The end of the year is a good time to check up on a number of things: emergency kits, retirement plans and so on.

Here are four items that frequent travelers should potentially add to their end-of-year housekeeping list.

1. Check your airline mileage accounts. Many airlines have mileage expire after a certain period of inactivity, usually 18 months. Even if you’re not planning to fly there are easy ways to get at least a few miles that will keep the account active. (Online shopping at one of thousands of stores can be the simplest, or even just buying 500 miles.)

2. Check your passport expiration date. It might be sooner than you think.

This one isn’t just hyperbole either, as in the past year I’ve had several clients make mistakes — one discovering the day before a trip planned six months prior that his passport was a few months out of date; another discovering at the airport his passport expired in a month, not a year and a month, which meant the airline wouldn’t let him on the plane to Costa Rica.

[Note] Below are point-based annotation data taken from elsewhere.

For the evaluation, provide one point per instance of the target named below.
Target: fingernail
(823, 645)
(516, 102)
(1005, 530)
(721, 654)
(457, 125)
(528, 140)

3. Check how many blank pages are left in your passport. A lack of space to stamp an extra visa IS enough in some cases for denied entry. (South Africa, for example, can and does deny entry for anyone with less than two blank pages.)

It isn’t difficult to get extra pages added to an existing passport, although it does cost $82, and does require processing time.

4. Start thinking about 2013 holiday travel now. This only applies to those who like to get away for holidays, especially somewhere warm. But if you are considering a trip for Thanksgiving or the end of 2013, start thinking about it now. Flights open up 331 days in advance and cruise and hotel bookings are already open. Such travel probably still won’t be inexpensive, but at least you have a better chance of getting exactly what you want.